House wines, mostly white, have a superior taste compared to Greek bottled wines. And the price is unbeatable - between 10 and 14 euros per liter. The history of the island was different. Red wine from Thassos was highly valued in ancient times - it was considered to be the best wine next to the wine from Chios. Aristophanes praised it for its beautiful fragrance, Virgil celebrated the wine of Thassos from the dark grape, and Plutarch left a record that it was the luxurious drink of courtesans and kings. Since at the beginning of the last century, the invasion of the sushi bug, imported from North America, destroyed most of the European vineyards, the same thing happened to the vine plantings here. So, drinking wine in Thassos, we are not actually admiring the same grape that the ancient writers praised.
Parting
Much more could be said about Limenas.
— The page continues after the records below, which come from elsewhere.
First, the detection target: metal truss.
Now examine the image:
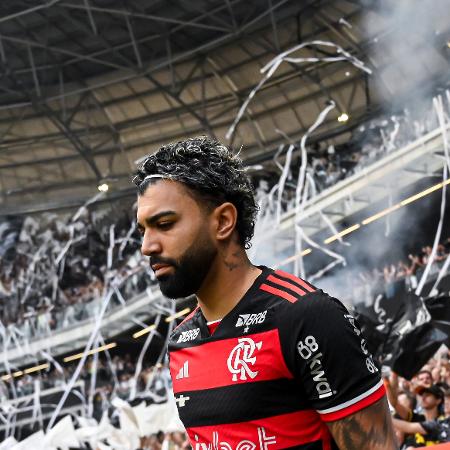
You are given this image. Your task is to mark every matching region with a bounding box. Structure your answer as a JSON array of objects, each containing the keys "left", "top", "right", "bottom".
[{"left": 0, "top": 0, "right": 446, "bottom": 213}]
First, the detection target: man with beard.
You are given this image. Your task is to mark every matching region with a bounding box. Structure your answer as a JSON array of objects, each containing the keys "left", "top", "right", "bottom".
[{"left": 133, "top": 137, "right": 396, "bottom": 450}]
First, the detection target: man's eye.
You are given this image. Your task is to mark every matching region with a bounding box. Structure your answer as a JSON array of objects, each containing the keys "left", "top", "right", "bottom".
[{"left": 158, "top": 222, "right": 173, "bottom": 230}]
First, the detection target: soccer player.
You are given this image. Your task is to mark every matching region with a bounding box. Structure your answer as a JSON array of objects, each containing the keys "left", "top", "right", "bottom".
[{"left": 133, "top": 137, "right": 396, "bottom": 450}]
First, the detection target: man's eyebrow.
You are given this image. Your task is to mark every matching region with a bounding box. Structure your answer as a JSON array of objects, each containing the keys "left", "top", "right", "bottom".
[{"left": 137, "top": 211, "right": 176, "bottom": 228}]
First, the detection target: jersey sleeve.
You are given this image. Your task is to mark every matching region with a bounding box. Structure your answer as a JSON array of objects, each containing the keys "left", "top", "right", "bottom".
[{"left": 282, "top": 291, "right": 385, "bottom": 422}]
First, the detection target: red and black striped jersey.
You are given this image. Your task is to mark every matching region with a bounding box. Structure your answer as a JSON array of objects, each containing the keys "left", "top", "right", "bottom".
[{"left": 169, "top": 267, "right": 385, "bottom": 450}]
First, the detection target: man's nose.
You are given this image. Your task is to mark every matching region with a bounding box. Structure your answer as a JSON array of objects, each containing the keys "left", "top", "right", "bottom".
[{"left": 141, "top": 231, "right": 162, "bottom": 256}]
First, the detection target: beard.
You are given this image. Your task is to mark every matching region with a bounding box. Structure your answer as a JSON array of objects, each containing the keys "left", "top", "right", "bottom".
[{"left": 150, "top": 232, "right": 217, "bottom": 298}]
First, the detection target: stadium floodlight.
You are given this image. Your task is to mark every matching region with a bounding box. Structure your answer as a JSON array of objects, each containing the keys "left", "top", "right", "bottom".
[
  {"left": 63, "top": 342, "right": 117, "bottom": 362},
  {"left": 165, "top": 308, "right": 191, "bottom": 323},
  {"left": 133, "top": 324, "right": 156, "bottom": 339},
  {"left": 97, "top": 183, "right": 109, "bottom": 192},
  {"left": 338, "top": 113, "right": 350, "bottom": 123}
]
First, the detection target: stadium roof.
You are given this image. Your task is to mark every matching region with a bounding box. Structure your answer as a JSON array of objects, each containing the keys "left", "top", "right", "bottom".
[{"left": 0, "top": 0, "right": 450, "bottom": 214}]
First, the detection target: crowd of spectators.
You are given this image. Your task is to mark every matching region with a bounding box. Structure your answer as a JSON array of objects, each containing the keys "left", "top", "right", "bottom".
[
  {"left": 251, "top": 104, "right": 438, "bottom": 220},
  {"left": 0, "top": 353, "right": 171, "bottom": 410},
  {"left": 0, "top": 204, "right": 153, "bottom": 337},
  {"left": 0, "top": 103, "right": 444, "bottom": 336},
  {"left": 0, "top": 354, "right": 190, "bottom": 450},
  {"left": 352, "top": 237, "right": 450, "bottom": 305},
  {"left": 384, "top": 348, "right": 450, "bottom": 450}
]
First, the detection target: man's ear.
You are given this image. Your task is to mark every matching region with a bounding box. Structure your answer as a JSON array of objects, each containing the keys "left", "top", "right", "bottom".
[{"left": 213, "top": 202, "right": 237, "bottom": 241}]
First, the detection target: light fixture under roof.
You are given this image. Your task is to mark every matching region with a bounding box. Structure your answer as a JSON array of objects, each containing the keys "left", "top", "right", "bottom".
[
  {"left": 338, "top": 113, "right": 349, "bottom": 123},
  {"left": 97, "top": 183, "right": 109, "bottom": 192}
]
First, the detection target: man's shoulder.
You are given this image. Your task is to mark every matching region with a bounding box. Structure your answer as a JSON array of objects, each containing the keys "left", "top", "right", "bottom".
[
  {"left": 258, "top": 269, "right": 321, "bottom": 308},
  {"left": 260, "top": 270, "right": 346, "bottom": 314}
]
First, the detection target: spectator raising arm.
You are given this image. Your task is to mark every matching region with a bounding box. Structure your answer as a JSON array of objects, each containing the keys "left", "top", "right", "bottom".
[
  {"left": 386, "top": 372, "right": 412, "bottom": 420},
  {"left": 327, "top": 397, "right": 398, "bottom": 450},
  {"left": 392, "top": 419, "right": 427, "bottom": 434}
]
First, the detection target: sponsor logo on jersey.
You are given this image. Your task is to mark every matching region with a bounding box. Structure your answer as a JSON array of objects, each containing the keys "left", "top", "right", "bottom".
[
  {"left": 344, "top": 314, "right": 378, "bottom": 373},
  {"left": 194, "top": 427, "right": 277, "bottom": 450},
  {"left": 177, "top": 328, "right": 200, "bottom": 343},
  {"left": 175, "top": 361, "right": 189, "bottom": 380},
  {"left": 297, "top": 336, "right": 334, "bottom": 398},
  {"left": 236, "top": 309, "right": 267, "bottom": 327},
  {"left": 227, "top": 337, "right": 262, "bottom": 381},
  {"left": 175, "top": 394, "right": 191, "bottom": 408}
]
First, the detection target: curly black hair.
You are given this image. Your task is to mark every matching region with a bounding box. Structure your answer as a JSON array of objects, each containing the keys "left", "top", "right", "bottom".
[{"left": 133, "top": 136, "right": 258, "bottom": 249}]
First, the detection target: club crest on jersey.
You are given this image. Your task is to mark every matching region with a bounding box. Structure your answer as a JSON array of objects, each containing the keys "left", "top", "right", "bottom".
[
  {"left": 236, "top": 309, "right": 267, "bottom": 327},
  {"left": 227, "top": 338, "right": 262, "bottom": 381},
  {"left": 177, "top": 328, "right": 200, "bottom": 343}
]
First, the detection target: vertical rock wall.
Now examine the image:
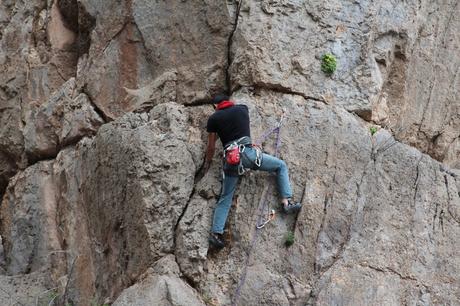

In essence, it is a somewhat ordinary Greek town in an unusual place, where three millennia of history slumber beneath the everyday scenes. Before leaving, try the best Greek burek - bugaca - at Sakis. Three euros per piece. Gyros are between four and five euros. After the corona, Greece is no longer a place for cheap vacations.
Large island seagulls fly behind the ferry that takes us back to the mainland.
I take another look at Limenas, which shrinks behind the wake of the ship in the sea to the size of a model. Above it are hills and mountain peaks.
I remember reading that Limenas was created when Telesicles, ruler of the Cycladic island of Paros, was ordered by the Greek oracle Delphi to inhabit the "misty-dark island" and found a city. He did it almost 27 centuries ago. In the second wave of colonizers was also his son, conceived from a relationship with a slave girl, the soldier and poet Archilochus. A record of his arrival on Thassos has been preserved: "The whole misery of Greece has arrived with us on Thassos; sea hazards, shipwrecks; but this is the promised land; an island like a donkey's back, covered with wild forests; life fighting with Thracian dogs to take over the land; bad Thassos".
So, the beginning was not promising. But the following millennia denied the poet. Limenas and his island Thassos died and were resurrected many times. We spent ten days of our lives on the back of that donkey of Archilochus, which I now caress with my eyes while the sun is already leaning towards the White Sea. When it starts drowning again in a ruddy fire, we will already be far away, in the Greek north.